Aslı Erdoğan ist viel rumgekommen. Die türkische Autorin arbeitete als Physikerin beim CERN in der Schweiz, kam nach Brasilien und lebt seit fünfeinhalb Jahren in Berlin. Für sie eine große Irrfahrt, die sie schon „Exil“ nannte, bevor sie tatsächlich zur Exilantin wurde: Nach ihrer Rückkehr in die Türkei kam sie 2016 wegen ihrer Fürsprache für die kurdische Minderheit ins Gefängnis. Als sie entlassen wurde und wieder reisen durfte, suchte sie wegen der Befürchtung einer neuen Verhaftung Asyl in Deutschland.

Aslı Erdoğan stellte im Literaturhaus Köln ihr Buch vor

Im Literaturhaus Köln stellte sie ihr Buch „Requiem einer verlorenen Stadt“ vor, das von Gerhard Meier ins Deutsche übersetzt und dabei in eine neue Form gebracht wurde. Mit der Ergänzung um weitere Passagen, die im türkischen Original fehlen, wurde so aus der deutschen Fassung ein eigenes Werk.

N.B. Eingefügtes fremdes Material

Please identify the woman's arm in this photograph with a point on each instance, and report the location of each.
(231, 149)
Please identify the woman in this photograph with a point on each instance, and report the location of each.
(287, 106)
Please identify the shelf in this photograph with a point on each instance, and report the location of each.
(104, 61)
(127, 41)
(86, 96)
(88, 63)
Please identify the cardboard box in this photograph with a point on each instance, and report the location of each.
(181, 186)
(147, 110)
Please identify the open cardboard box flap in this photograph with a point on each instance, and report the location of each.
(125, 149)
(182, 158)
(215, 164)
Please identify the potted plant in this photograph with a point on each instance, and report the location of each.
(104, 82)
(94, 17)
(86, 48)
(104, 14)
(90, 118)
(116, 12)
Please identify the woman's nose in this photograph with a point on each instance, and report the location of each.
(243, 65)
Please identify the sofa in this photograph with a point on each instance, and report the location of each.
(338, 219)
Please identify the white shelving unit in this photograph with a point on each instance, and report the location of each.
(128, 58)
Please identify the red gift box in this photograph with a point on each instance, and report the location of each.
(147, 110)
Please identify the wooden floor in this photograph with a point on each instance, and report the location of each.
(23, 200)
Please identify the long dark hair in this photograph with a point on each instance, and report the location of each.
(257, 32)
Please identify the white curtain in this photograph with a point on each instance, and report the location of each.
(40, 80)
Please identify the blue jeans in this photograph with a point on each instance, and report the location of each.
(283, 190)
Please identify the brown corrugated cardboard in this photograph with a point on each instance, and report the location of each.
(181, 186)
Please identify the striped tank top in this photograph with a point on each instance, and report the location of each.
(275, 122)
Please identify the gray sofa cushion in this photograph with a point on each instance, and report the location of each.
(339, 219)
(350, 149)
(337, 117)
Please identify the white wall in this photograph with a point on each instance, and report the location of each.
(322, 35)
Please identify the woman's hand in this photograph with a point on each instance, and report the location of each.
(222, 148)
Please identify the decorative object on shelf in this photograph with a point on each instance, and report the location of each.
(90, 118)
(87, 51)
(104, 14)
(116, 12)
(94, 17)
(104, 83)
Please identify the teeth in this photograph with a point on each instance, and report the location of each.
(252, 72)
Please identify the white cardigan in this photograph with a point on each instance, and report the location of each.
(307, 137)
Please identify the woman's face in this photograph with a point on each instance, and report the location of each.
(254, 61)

Für die Lesung trug Moderator und Lyriker Gerrit Wustmann den Text vor und kam dank der Dolmetscherin Ciler Firtina auch mit der Autorin ins Gespräch.

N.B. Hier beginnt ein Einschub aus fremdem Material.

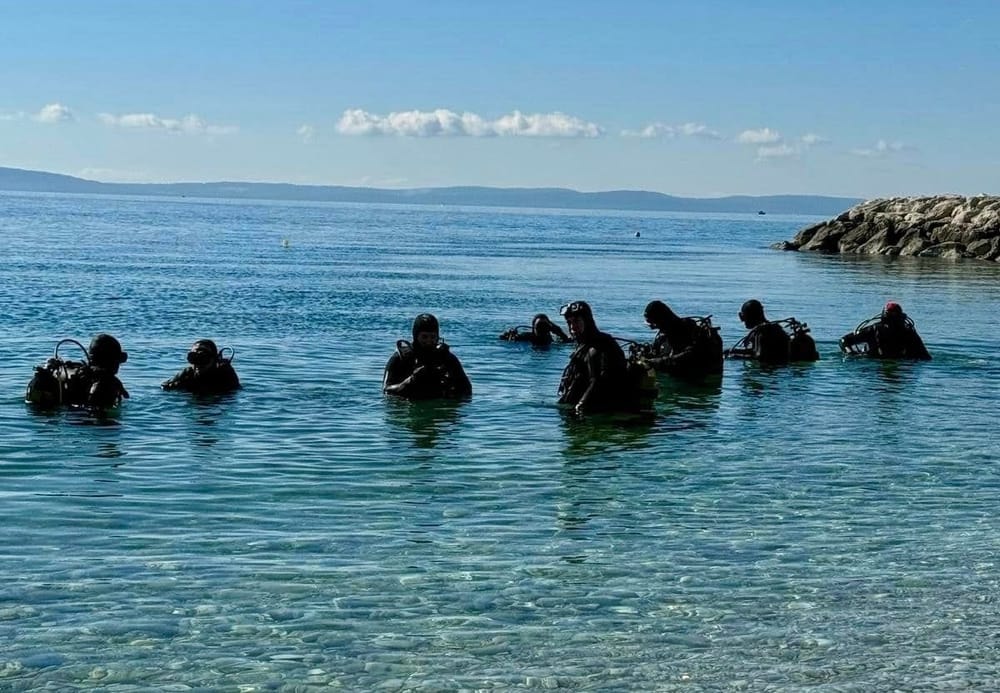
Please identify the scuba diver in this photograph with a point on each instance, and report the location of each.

Die Texte aus ihrem Buch hat Aslı Erdoğan teilweise vor 20 oder 30 Jahren geschrieben, sie sprechen aber geradezu prophetisch in ihr neues Leben hinein. Ihre Haft sagte sie im Text „Lebenslauf einer Gefängnismauer“ voraus, in dem jeder Satz für einen weiteren Strich steht, den man mit jedem vergangenem Lebensjahr in die Gefängnismauer ritzt. Im Ursprungswerk hat sie so 37 Sätze verfasst. „Als ich im Alter von 49 ins Gefängnis kam, musste ich 12 weitere Sätze dazuschreiben. So habe ich meinen Lebenslauf weiter vervollständigt“, erzählt sie.

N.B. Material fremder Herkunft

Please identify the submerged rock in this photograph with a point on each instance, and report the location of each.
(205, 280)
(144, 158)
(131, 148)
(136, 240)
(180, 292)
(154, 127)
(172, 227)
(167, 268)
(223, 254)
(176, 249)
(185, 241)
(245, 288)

„Requiem für eine verlorene Stadt“ hat eine mythologische Tiefe

Ihre Texte haben dabei keinen horoskopischen Charakter, sprechen nicht in jede Lebenssituation, weil sie überabstrakt und vage sind. Für ihr Buch hat sie eine Stimme gefunden, die eine mythologische Tiefe hat, etwas die Menschheit umspannendes. Es ist daher nicht verwunderlich, dass neben Texten von Paul Celan und Jacques Lacan auch griechische und ägyptische Mythologie zu ihren vielen Inspirationsquellen zählen.

Sie löst Figurengrenzen auf, riskiert es den Leser mit einem „Du“ direkt anzusprechen, verwischt dann aber die Grenze zwischen „Ich“ und „Du“. Gepaart mit ihren mythologischen Kenntnissen entsteht ein dichtes, hochpoetisches und sensibles Werk, das Vertreibung als ein sich von der Antike bis in die Gegenwart erstreckendes Phänomen begreifbar macht; als Verlust, der eine ständige Suche nach Zugehörigkeit nach sich zieht. „Ich habe Istanbul verloren, als ich im Gefängnis war und meine Beziehung zu meiner türkischen Sprache verloren habe.“

Ein weiblicher Odysseus

In ihren Texten findet sich also eine besondere Stimme. Diese beschreibt sie als ein weiblicher Odysseus, „nur mit dem Unterschied, dass bei ihrer Rückkehr kein Ithaka vorhanden sein wird, wohin sie zurückkehren kann.“ Mit diesem Verlust drängt sie in einen Kernpunkt ihrer mythologischen Erzählweise, der sogar noch älter ist als die Odyssee. „Ins Exil zu gehen ist eines der ältesten Metaphern des menschlichen Daseins. Der Mensch wurde ja auch aus dem Paradies vertrieben, das ist sozusagen ein erstes Exil.“

Auch der britische Dichter Alfred Tennysson griff den Stoff um Odysseus in einem Gedicht auf. Dort will der griechische Sagenheld nach seiner Rückkehr noch einmal ausfahren, auch wenn sein Alter ihm zugesetzt hat. Er hat immer noch einen starken Willen und die tiefe Überzeugung, dass es noch nicht zu spät ist, um neue Länder zu entdecken.

Aslı Erdoğans ist eine gänzlich andere Sagengestalt. Auf die Nachfrage des Moderators, ob sie auf eine Rückkehr hofft oder sich mit ihrem Schicksal im Exil arrangiert hat, erzählt sie: „Es mag sich verrückt anhören, aber ich bin entschlossen zurückzukehren. Ich habe gesundheitliche Probleme und vielleicht werde ich deswegen emotional und will zurückkehren in mein eigenes Bett. Ich bin nicht mehr so abenteuerlich, bin nicht mehr so jung.“ Diesem weiblichen Odysseus steht noch eine Heimkehr bevor, und es bleibt zu hoffen, dass ihr Ithaka an diesem Tag ihre Heimatliebe erkennt und sie mit offenen Armen begrüßt.

Aslı Erdoğan: Requiem für eine verlorene Stadt. Aus dem Türkischen übersetzt von Gerhard Meier. Penguin Verlag, 128 Seiten, 22€.